Fleet Week was comprised of a series of events which brought the men and women of our navy together with the sailors and marines of the United States. From football games to formal evenings, there was something for everyone at LA Fleet Week. One of the highlights of the week was Galley Wars.
Galley Wars pitted the best chefs from all the services against one another in a battle of barbequed burgers. Teams were assembled by United States Coast Guard, Navy, and Marines, who faced off against the Royal Canadian Navy. Each crew was tasked with creating a specialized burger, two sides, and a dessert. The finest creations were prepped by each team onboard their ships, with the final cooking process and assembly conducted on scene, under the critical eye of celebrity judges. The distinguished Robert Irvine, a Food Network Chef; Mei Lin, Winner of Top Chef; and Steve Samson, a highly distinguished LA restaurant owner, were ready to provide feedback on the creations.
The members of the Canadian team came armed to the taste buds with a menu they were sure would impress the judges. PO1 John Cross, PO2 Pierre Forget, and MS DJ Fields worked together to craft a burger that dreams are made of – quite literally. The inspiration for the burger came to PO2 Forget in a dream that he could not shake. Working as a team, the Canadian chefs crafted a burger made of 60% bison and 40% lamb that was double ground and stuffed with homemade jalapeno bacon jam. But they didn’t stop there. They went on to freshly bake a brioche bun and top their inception with homemade Louisiana ketchup and poutine cheese.
To accompany this heavenly treat, the trio prepared a mixed bitter green salad with fresh shredded applewood cheddar cheese and topped it with homemade caper vinaigrette. For dessert, a fresh doughnut topped with Calibeaut chocolate and sprinkled with sea truffle salt, and a rendered bacon reduction. Topping it off, they drizzled the devilish doughnut with a delicious caramel topping. This was all washed down with a healthy portion of Canada’s finest moose milk.

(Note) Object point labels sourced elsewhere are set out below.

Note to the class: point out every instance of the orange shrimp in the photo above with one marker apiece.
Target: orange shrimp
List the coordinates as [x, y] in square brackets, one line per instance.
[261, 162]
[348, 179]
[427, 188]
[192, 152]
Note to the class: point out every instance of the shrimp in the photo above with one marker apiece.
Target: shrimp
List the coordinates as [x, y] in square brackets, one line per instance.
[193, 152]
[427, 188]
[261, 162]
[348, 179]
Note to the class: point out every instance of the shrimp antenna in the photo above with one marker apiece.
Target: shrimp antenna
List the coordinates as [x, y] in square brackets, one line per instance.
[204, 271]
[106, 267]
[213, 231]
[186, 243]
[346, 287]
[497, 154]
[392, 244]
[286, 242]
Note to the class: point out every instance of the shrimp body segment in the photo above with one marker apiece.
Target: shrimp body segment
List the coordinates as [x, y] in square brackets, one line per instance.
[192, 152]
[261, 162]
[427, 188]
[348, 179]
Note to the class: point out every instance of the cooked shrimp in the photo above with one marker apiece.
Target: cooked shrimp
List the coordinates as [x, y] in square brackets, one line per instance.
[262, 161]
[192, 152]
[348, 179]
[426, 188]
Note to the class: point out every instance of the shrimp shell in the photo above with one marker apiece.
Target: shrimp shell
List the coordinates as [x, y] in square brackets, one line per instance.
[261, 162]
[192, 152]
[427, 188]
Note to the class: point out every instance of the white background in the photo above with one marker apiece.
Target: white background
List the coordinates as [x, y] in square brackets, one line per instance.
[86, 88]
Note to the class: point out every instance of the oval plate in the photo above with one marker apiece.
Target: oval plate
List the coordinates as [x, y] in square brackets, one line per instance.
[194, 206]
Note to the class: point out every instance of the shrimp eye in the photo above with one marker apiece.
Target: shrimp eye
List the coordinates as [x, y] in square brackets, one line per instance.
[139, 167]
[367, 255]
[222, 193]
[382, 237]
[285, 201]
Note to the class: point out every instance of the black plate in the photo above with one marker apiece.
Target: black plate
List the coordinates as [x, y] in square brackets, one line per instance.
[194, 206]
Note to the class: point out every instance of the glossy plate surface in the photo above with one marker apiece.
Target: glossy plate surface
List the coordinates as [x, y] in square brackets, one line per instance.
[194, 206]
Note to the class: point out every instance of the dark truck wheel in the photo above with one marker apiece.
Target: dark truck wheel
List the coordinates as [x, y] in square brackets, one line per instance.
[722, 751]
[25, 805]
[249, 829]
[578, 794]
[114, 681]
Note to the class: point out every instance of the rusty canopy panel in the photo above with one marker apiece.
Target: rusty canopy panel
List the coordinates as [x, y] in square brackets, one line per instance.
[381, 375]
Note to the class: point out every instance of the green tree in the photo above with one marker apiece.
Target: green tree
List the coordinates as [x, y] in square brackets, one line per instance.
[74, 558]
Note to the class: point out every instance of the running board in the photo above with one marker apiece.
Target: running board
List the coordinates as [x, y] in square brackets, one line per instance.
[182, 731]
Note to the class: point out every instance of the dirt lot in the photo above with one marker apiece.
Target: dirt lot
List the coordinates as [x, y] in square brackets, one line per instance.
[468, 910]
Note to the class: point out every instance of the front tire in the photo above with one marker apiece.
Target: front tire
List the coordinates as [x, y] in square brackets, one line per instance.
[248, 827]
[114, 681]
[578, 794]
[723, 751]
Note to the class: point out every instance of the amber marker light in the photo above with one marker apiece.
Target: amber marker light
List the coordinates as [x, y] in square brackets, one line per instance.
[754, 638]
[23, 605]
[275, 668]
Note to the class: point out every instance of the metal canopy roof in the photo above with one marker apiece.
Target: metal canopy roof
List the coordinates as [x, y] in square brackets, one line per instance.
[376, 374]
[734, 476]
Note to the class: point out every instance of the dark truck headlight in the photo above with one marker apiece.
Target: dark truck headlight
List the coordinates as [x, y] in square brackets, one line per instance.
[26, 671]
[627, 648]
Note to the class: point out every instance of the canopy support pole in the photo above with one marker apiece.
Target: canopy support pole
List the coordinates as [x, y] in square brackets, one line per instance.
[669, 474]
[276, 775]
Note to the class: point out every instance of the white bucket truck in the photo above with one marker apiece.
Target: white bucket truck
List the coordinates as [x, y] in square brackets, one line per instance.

Once the menus were announced, the other competitors began to worry and the growing crowd began to salivate. It became clear very early on that the Canadian chefs were going to be the ones to beat. Once the judges tasted the food, however, it was no contest. The chefs of Ottawa blew the competition out of the water, coming in first place. They were followed by the US Marines and the US Coast Guard. For their outstanding performance, the judges awarded the chefs the coveted Galley Wars cutting board commemorating their victory. A big BRAVO ZULU to our three extraordinary chefs for their outstanding performance.